Pass -p to print the sorted times in milliseconds.

Pass -h to print a very nice histogram.

How to use

Do:

    avgtime -r 1000 <your_command>

to run <your_command> a thousand times.

For instance:

    /avgtime -q -r30  ls -lR /etc

    ------------------------
    Total time (ms): 2914.28
    Repetitions    : 30
    Sample mode    : 99 (6 ocurrences)
    Median time    : 98.01
    Avg time       : 97.1426
    Std dev.       : 4.52638
    Minimum        : 89.625
    Maximum        : 106.68
    95% conf.int.  : [88.2711, 106.014]  e = 8.87154
    99% conf.int.  : [85.4834, 108.802]  e = 11.6592
    EstimatedAvg95%: [95.5229, 98.7623]  e = 1.61972
    EstimatedAvg99%: [95.0139, 99.2712]  e = 2.12867

Displayed times are in milliseconds.

Run avgtime without arguments to see more usage help.

Don't forget to check out the nice histogram.

Note that the following histogram shows two peaks because of the CPU speed switching that laptops do. Some laptops will often switch to low speed even in "High Performance" mode and plugged to the wall. Forcing to high speed (always on) eliminates the second peak (how to do that is beyond the scope).

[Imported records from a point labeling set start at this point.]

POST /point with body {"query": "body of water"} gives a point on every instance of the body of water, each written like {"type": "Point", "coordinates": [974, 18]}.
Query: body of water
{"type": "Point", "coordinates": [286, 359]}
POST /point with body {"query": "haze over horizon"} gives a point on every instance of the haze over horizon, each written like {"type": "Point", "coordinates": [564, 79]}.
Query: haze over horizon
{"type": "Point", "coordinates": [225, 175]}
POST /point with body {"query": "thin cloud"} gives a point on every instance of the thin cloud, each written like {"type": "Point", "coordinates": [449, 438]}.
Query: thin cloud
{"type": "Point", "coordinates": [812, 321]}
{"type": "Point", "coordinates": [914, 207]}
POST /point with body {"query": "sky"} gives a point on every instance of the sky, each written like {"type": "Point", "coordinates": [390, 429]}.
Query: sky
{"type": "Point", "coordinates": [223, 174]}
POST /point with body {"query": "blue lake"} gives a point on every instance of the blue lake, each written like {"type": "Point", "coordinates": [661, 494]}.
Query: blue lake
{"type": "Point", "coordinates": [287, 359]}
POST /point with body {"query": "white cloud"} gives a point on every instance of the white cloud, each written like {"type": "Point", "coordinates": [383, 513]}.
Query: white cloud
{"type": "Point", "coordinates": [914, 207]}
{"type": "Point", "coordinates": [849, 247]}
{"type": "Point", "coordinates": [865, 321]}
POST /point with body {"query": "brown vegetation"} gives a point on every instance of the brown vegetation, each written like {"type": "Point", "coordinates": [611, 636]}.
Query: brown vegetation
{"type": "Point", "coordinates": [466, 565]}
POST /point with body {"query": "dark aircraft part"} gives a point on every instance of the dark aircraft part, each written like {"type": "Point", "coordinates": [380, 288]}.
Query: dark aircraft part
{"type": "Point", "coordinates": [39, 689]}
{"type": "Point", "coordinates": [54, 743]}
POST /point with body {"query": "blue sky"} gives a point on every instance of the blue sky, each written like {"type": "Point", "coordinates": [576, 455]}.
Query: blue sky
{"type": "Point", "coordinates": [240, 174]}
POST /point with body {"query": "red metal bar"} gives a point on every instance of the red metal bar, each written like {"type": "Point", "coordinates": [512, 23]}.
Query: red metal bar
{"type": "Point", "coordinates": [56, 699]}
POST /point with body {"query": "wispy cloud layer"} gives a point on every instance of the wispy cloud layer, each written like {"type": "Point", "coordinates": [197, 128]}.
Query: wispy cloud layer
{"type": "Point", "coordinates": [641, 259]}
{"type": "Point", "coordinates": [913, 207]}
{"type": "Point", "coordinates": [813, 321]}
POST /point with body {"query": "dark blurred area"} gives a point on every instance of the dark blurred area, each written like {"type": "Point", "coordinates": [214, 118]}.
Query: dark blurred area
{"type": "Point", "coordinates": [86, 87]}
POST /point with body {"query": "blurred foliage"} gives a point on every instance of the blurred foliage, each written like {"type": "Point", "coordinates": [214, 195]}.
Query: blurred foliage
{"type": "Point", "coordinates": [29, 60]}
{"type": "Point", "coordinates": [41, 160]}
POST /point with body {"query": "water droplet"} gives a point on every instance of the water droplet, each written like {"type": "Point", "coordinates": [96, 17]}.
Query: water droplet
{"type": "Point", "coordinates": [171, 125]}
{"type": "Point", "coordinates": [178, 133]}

    avgtime -q -h -r1000   ls /etc -lR

    ------------------------
    Total time (ms): 97920.7
    Repetitions    : 1000
    Sample mode    : 90 (137 ocurrences)
    Median time    : 99.0305
    Avg time       : 97.9207
    Std dev.       : 5.26182
    Minimum        : 89.081
    Maximum        : 111.864
    95% conf.int.  : [87.6077, 108.234]  e = 10.313
    99% conf.int.  : [84.3672, 111.474]  e = 13.5535
    EstimatedAvg95%: [97.5945, 98.2468]  e = 0.326125
    EstimatedAvg99%: [97.4921, 98.3493]  e = 0.428601
    Histogram      :
        msecs: count  normalized bar
           89:    45  #############
           90:   137  ########################################
           91:    58  ################
           92:    43  ############
           93:    16  ####
           94:     8  ##
           95:    33  #########
           96:    44  ############
           97:    59  #################
           98:    53  ###############
           99:    76  ######################
          100:    84  ########################
          101:    87  #########################
          102:    86  #########################
          103:    77  ######################
          104:    35  ##########
          105:    22  ######
          106:    12  ###
          107:    10  ##
          108:     6  #
          109:     6  #
          110:     1  
          111:     2  

You can see the importance of the histogram now, and of statistics such as the 'sample mode', 'median', and standard deviation of the sample. All these together might help visualize and quantify performance effects that you wouldn't see by timing your program just once.

How to install

This little program is written in the most awesome programming language of the world: D (http://dlang.org).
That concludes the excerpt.